Monsieur le Président de la république du Cameroun,

Quand on appartient à une Nation qui s’appelle le Cameroun, résister est un devoir. La vérité et l’endurance sont des armes lentes mais d’un pouvoir dévastateur.

A la suite de la réunion du 18 septembre qui s’est tenue à Paris regroupant des Camerounaises et des Camerounais et d’autres amis au Cameroun, membres de la société civile, nous nous sommes concertés sur le cas de Marafa Hamidou YAYA emprisonné depuis trop longtemps pour des motifs pour le moins contestables. En effet, il se serait rendu coupable de complicité intellectuel dans une affaire de malversation financière dont les principaux auteurs sont aujourd’hui toutes et tous hors de prison. Accusation n’ayant aucune valeur juridique en Droit pénal.

Marafa Hamidou YAYA fait partie de cette longue liste de vos proches collaborateurs qui ont été arrêtés pour des raisons diverses, en particulier pour des malversations financières. Pour les uns c’est justifié, pour d’autres on peut en douter.

Il était ce proche collaborateur, serviteur de la Nation, pour qui la communauté nationale est et doit rester UNE et solidaire, dans sa diversité et ses complémentarités, voire ses contradictions. Peu importe l’origine géographique, ethnique, religieuse ou culturelle, le peuple camerounais est notre communauté nationale globale. Jamais, il n’a favorisé ou mis en avant une quelconque communauté du Grand Nord.

Marafa Hamidou YAYA a toujours parlé de la Communauté nationale dans son ensemble.

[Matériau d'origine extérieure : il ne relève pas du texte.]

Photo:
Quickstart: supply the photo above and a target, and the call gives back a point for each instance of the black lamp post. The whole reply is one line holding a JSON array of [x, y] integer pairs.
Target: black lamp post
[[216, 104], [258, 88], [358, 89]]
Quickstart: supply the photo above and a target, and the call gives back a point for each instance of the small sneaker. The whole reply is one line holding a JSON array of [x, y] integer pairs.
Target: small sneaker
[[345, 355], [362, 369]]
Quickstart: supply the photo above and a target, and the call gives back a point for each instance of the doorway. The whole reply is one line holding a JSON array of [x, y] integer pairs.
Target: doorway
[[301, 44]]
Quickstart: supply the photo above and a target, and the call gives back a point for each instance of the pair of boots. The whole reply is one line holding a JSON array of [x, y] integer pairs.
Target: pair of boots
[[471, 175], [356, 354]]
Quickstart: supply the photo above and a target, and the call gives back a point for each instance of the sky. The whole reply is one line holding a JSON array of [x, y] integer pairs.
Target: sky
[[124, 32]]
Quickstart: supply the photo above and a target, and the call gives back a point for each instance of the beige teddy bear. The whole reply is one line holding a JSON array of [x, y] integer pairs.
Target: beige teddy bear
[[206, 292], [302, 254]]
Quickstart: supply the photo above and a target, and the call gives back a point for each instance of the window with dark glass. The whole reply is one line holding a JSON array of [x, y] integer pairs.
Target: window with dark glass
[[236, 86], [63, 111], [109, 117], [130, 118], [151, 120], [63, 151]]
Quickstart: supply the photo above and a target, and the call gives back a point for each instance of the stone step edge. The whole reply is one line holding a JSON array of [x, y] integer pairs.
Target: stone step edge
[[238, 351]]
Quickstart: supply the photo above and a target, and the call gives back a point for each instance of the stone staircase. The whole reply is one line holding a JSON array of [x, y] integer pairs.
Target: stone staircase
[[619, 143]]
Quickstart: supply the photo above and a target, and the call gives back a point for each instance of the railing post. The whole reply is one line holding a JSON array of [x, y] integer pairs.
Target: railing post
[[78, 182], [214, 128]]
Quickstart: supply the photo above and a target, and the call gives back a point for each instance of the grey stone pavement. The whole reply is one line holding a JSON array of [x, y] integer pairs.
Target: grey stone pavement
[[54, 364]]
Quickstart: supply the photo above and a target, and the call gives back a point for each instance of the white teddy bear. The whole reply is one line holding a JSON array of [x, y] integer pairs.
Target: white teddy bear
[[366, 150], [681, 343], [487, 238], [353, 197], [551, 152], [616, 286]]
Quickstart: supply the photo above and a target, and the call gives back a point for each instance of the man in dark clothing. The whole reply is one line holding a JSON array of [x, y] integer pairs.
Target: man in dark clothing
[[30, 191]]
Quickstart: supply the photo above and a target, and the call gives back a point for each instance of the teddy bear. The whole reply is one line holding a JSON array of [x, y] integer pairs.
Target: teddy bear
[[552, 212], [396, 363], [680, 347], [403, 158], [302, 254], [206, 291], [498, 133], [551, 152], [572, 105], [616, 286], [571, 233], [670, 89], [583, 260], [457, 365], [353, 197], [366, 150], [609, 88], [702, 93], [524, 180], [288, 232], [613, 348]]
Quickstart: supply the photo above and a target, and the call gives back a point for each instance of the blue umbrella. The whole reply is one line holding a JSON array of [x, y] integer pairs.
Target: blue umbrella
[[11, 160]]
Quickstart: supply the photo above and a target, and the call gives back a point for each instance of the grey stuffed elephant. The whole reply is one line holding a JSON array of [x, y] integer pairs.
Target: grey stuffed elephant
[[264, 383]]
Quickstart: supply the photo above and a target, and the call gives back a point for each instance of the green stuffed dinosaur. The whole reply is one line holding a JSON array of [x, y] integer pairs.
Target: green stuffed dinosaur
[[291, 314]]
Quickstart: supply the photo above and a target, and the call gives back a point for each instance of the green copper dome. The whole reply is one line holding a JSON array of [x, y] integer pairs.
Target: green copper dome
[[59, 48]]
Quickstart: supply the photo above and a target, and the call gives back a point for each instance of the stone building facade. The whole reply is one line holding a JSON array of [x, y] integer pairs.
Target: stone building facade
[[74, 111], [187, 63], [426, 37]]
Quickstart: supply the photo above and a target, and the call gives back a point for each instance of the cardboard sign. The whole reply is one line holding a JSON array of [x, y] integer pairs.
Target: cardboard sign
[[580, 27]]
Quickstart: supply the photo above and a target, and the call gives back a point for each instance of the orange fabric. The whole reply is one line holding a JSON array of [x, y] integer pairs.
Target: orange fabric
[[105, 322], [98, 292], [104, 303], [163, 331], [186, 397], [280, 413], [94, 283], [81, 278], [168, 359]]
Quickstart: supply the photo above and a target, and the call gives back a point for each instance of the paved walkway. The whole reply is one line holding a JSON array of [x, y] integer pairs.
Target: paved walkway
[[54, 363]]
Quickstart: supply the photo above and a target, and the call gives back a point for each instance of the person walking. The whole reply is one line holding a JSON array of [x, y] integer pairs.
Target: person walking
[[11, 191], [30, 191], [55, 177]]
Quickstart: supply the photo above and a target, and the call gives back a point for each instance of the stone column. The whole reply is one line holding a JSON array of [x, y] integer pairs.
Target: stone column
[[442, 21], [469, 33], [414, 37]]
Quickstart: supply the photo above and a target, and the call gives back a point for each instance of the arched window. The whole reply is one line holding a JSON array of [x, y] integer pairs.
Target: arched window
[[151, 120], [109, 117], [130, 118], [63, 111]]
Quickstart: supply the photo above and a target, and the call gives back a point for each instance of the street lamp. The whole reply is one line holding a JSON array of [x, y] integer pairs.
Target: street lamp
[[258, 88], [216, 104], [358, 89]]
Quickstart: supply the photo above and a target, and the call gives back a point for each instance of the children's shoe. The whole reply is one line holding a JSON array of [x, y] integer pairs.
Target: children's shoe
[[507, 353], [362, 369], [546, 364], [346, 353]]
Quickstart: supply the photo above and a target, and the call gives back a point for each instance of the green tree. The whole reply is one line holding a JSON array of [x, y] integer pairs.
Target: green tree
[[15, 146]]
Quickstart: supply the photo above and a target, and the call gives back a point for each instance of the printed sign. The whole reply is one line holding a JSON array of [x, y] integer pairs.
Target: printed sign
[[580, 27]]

Marafa Hamidou YAYA est un progressiste qui veut, dans la continuité de votre politique, mettre en œuvre une nouvelle gouvernance qui s’appuie sur les formidables énergies de notre pays, en privilégiant le travail pour tous, en revivifiant et promouvoir la justice sociale. Il veut renouveler en profondeur notre démocratie comme moteur de la société. La violence et le sectarisme qui prévalent aujourd’hui au Cameroun sont insupportables. Ils ne servent que les extrémistes qui vous entourent et qui en tirent bénéfices égoïstes.

L’incarcération abusive et la violation des droits de l’ancien ministre d’Etat Marafa Hamidou, dénoncée par la cour des droit de homme de l’ONU en 2016, dont on ne peut pas dire qu’elle serait partiale en la matière, ne contribue pas à un retour au calme et à la pacification de notre pays.

Nous faisons appel à vous aujourd’hui, Monsieur le Président, afin que vous puissiez nous apporter votre soutien et votre appui politique, pour que la cause de l’ancien ministre d’Etat Marafa Hamidou YAYA soit reconsidérée par la haute autorité idoine du Cameroun et qu’il bénéficie d’une libération anticipée assortie d’une annulation des accusations retenues contre lui. Ce serait de bon droit.

En bon serviteur de l’Etat, il pourra, à nouveau, apporter son expertise et son expérience pour la résolution des différentes crises qui secouent le Cameroun depuis de longues années. Il peut porter une parole politique forte sur les questions que soulèvent la discrimination politique légale dont se sentent victimes certaines régions du Cameroun et, plus globalement, toute la société dans sa vie quotidienne.

Marafa Hamidou YAYA est la personnalité politique, aujourd’hui, qui peut gérer tous ces éléments conflictuels. Par conséquence, il est l’homme de la situation.

Il est urgent que la démocratie mue, que l’espace public de dialogue et de débats soit revivifié, que l’intérêt commun retrouve une force qu’il a perdue, une vertu qui lui a été soustraite.